We next consider the “Santa Barbara Cluster” from the comparison project in Frenk 1999. This is a standard reference test problem for which many codes have been compared. It is a zoom-in simulation in which a low-resolution cosmological background contains a higher-resolution Lagrangian region which will collapse to form an object of interest (and the region around it) by \(z=0\); here chosen so the object represents a rich galaxy cluster in an Einstein-de Sitter Universe. The details of the cluster ICs are described there; briefly, a periodic box of side-length \(64\,h^{-1}\,{\rm Mpc}\) is initialized at redshift \(z=49\) (\(a=1/(1+z)=0.02\)), in a flat Universe with dark matter density \(\Omega_{\rm DM}=0.9\), baryonic \(\Omega_{\rm b}=0.1\), Hubble constant \(H_{0}=100\,h\,{\rm km\,s^{-1}\,Mpc^{-1}}\) with \(h=0.5\), and negligible initial gas temperature \(T=100\,\) K. The gas is non-radiative (ideal) with \(\gamma=5/3\).

Initial conditions: “sbcluster_ics.hdf5”

Parameterfile: “sbcluster.params”

In Config.sh, enable:

PERIODIC  
PMGRID=64 (recommended, see below)  
HAVE_HDF5  
GAMMA=(5.0/3.0)

You should experiment with enabling/disabling ADAPTIVE_GRAVSOFT_FORGAS and ADAPTIVE_GRAVSOFT_FORALL, and varying the gravitational softenings (remember, with ADAPTIVE_GRAVSOFT_FORGAS set, the softenings in the parameterfile for gas are the minimum values; otherwise they are constant through the run). See how this changes the results. You may also want to enable MULTIPLEDOMAINS=16 or 32, depending on performance (this is purely there to help with memory allocation and parallelization). You can turn off PMGRID and run in pure tree mode (slower, but should work as well or slightly more accurately), or vary the PMGRID level between e.g. 64–256.

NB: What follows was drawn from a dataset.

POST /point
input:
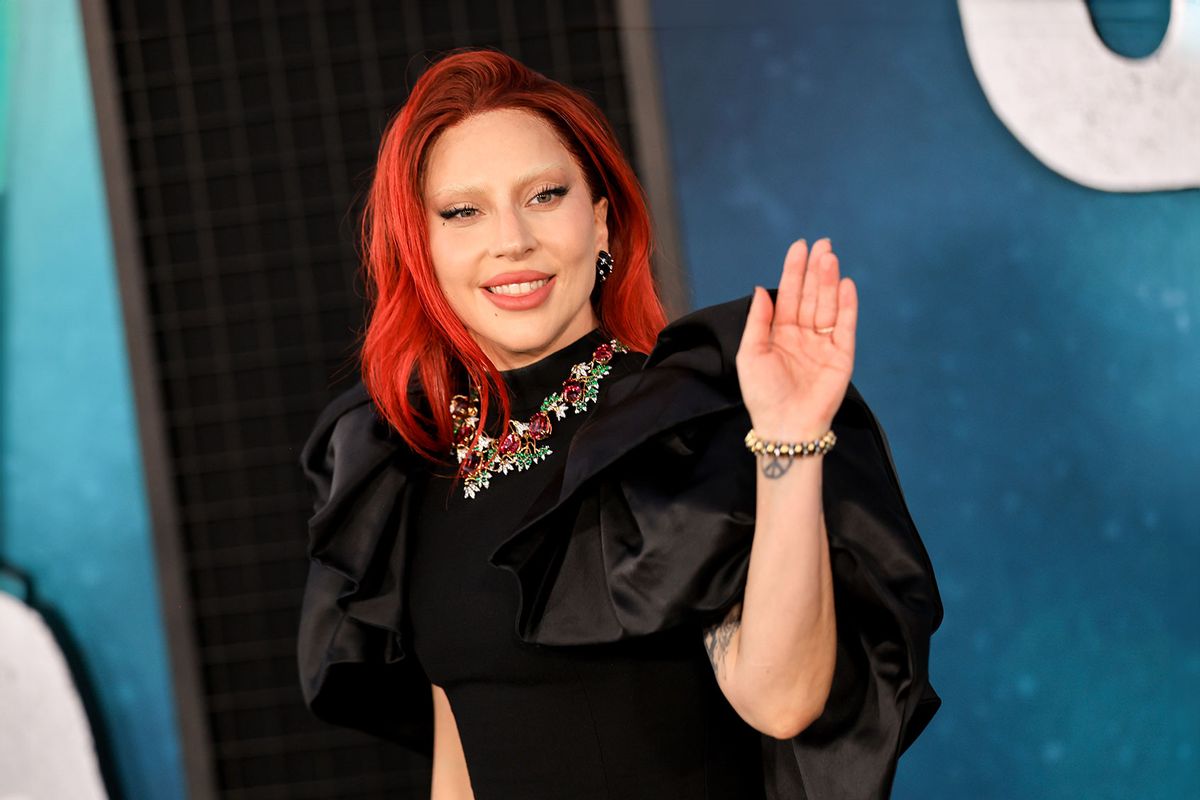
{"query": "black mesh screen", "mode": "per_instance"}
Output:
(252, 127)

Parts of the ‘exact’ solution for this problem are still the subject of considerable controversy in the community, so we don’t want to provide a single high resolution calculation and claim that it’s “correct.” However, you should be able to make some basic comparisons at \(z=0\). The dark matter profile can be compared to a Navarro, Frenk, and White profile, with virial radius \(R_{\rm vir} = 2.75\,h^{-1}\) Mpc, and concentration parameter \(c=7.5\) (the normalization of the profile then follows from the adopted cosmology). Note that this isn’t an exact analytic solution, it’s just a fitting function, but it does quite well for high-res calculations – if you’re seriously deviating from this, it indicates a real problem in the gravity or hydro solution. The gas follows a similar solution, suppressed by the ratio of baryons to dark matter \(=0.1/0.9\), down to smaller radii \(\sim 0.2\,h^{-1}\) Mpc, where it flattens relative to the NFW profile because of pressure support.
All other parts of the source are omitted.